Two former York Preparatory Academy employees accuse the Rock Hill charter school's leaders of defaming them and firing them for questioning authority.
Tara Darby, once a York Prep interim managing director, and former science teacher William Bruno filed separate lawsuits Tuesday seeking a combined $12 million, more than twice the school's current operating budget.
They say school leaders conspired against them, spread lies and ruined their reputations before firing them.
Craig Craze, York Prep's founder and school board chairman, called the accusations "baseless."
"We will vigorously defend ourselves on this," Craze said. "The truth is on our side."
Darby was a well-regarded employee until she "reported what she perceived to be serious irregularities, violations of policies and laws relating to the operation of YPA" to her boss, according to her suit, filed in York County civil court.
The school's leaders conspired against her and passed over her for the managing director job for which she was filling in, according to the suit. Despite "exceptional evaluations," she became a target of the new director's "hostile agenda to retaliate," the suit says. She was fired in September.
Managing Director Thomas Graves didn't pay her the $78,000 annual salary she was promised and falsely accused her of improper conduct and improper treatment of a student's parents, according to the documents obtained by The Herald.
Darby is suing for breach of contract accompanied by fraud, defamation of character, interference of contractual relations and civil conspiracy. She's seeking $8 million.
Bruno was a committed, popular teacher with a good reputation until he wrote a letter to the school board raising concerns about management decisions and Darby's firing, his suit alleges.
Soon after, he was fired and Graves spread false accusations that ruined his reputation, according to the suit.
Bruno is suing for defamation of character and civil conspiracy. He's seeking $4 million.
Darby and Bruno name several defendants, including: York Prep, Graves, Craze, Corey Helgesen, the former managing director, and Richard Walker, a consultant with the firm Aspen Partners, which manages administrative matters for the school.
Craze said he couldn't discuss specifics because of personnel laws, but he said Darby and Bruno each went through an appeal process after Graves fired them.
The seven-member, publicly-elected school board upheld Graves' decisions, Craze said.
"We went through a very specific process to vet these things out," he said.
York Prep is the county's only public charter school available to any student in grades K-9. It opened in August 2010 with a focus on parent involvement.
The school of roughly 700 students requires students and parents to sign a contract pledging good behavior and commitment to the cause. Parents are expected to engage and volunteer when possible.
The school's operating budget the first year was roughly $2.7 million, according to Craze. This year it's about $4.6 million.
Darby was hired as academic director. Bruno was a science teacher, who performed well enough to be promoted to middle school lead teacher and science department chair in his first year.
Darby's lawsuit alleges she first reported policy violations to former Managing Director Helgesen and school board members in early 2010, but nothing happened.

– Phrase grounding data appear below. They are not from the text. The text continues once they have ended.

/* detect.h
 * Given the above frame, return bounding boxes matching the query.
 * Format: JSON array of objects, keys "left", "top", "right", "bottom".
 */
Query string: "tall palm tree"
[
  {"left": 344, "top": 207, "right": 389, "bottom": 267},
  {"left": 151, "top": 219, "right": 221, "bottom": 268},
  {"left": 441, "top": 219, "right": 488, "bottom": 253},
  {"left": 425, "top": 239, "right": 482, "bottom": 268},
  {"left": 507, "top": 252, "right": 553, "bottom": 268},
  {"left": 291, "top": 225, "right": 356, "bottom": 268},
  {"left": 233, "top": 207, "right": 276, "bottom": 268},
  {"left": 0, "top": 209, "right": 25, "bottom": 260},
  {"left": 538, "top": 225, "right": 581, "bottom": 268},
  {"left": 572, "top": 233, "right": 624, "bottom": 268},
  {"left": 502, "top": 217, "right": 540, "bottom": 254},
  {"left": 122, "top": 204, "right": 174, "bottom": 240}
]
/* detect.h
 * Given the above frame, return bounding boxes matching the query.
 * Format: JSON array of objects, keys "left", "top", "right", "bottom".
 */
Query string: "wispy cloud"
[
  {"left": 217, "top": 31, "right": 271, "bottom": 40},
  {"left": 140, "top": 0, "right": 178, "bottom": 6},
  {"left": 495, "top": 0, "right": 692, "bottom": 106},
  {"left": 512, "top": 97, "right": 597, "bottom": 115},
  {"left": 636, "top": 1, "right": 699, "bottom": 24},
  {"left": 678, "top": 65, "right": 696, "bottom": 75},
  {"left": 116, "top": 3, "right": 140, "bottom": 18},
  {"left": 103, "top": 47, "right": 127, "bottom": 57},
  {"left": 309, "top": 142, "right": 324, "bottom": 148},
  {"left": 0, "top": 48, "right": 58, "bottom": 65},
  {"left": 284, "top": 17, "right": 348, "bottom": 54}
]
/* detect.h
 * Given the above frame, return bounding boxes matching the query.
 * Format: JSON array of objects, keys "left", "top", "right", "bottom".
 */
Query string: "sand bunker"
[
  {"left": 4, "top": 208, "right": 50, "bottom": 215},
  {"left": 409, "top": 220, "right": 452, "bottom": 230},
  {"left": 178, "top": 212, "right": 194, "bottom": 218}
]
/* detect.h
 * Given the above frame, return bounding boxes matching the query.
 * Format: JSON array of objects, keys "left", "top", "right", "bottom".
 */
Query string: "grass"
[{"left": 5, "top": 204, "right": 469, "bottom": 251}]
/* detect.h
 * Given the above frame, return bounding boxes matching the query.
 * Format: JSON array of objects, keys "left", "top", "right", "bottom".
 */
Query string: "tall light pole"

Her complaint doesn't specify what those violations were.
Columbia Attorney Lewis Cromer, who represents Darby and Bruno, declined to discuss the cases.
When Helgesen stepped down the following year amid parent complaints about his leadership, Darby was tapped to lead until a temporary replacement could be found.
While Darby was on her honeymoon over the summer, Walker, the Aspen Partners consultant, sent a message signed by Darby to the staff saying that York Prep would use the services of a "counseling agency in which he had a financial interest," according to the suit.
Darby's signature was forged, the suit says.
After Darby complained about it, the documents say, she became a target of "animosity and venom" from Walker and Craze.
Complaints of religion
Darby and Bruno allege that school leaders are Mormon and discriminate against employees who aren't.
"Helgesen, Walker and Craze ... are members of the Church of Latter-day Saints, who have seen to it that the Mormon Church and its members have been given priority at the school in terms of teachers and administrators," the suits allege.
Craze dismissed the charge.
"That's categorically not true," Craze said. "YPA has no religious affiliation. We don't even talk about what people's faiths are. It's against the law to ask people about their faith."
The school "is about like-minded parents who want a great education for their kids," Craze said. "The Mormon conspiracy is so far out in left field and absurd, it's laughable."
The suits are expected to take months, Cromer said. If they go to trial, it could be a year before the groups face off in court.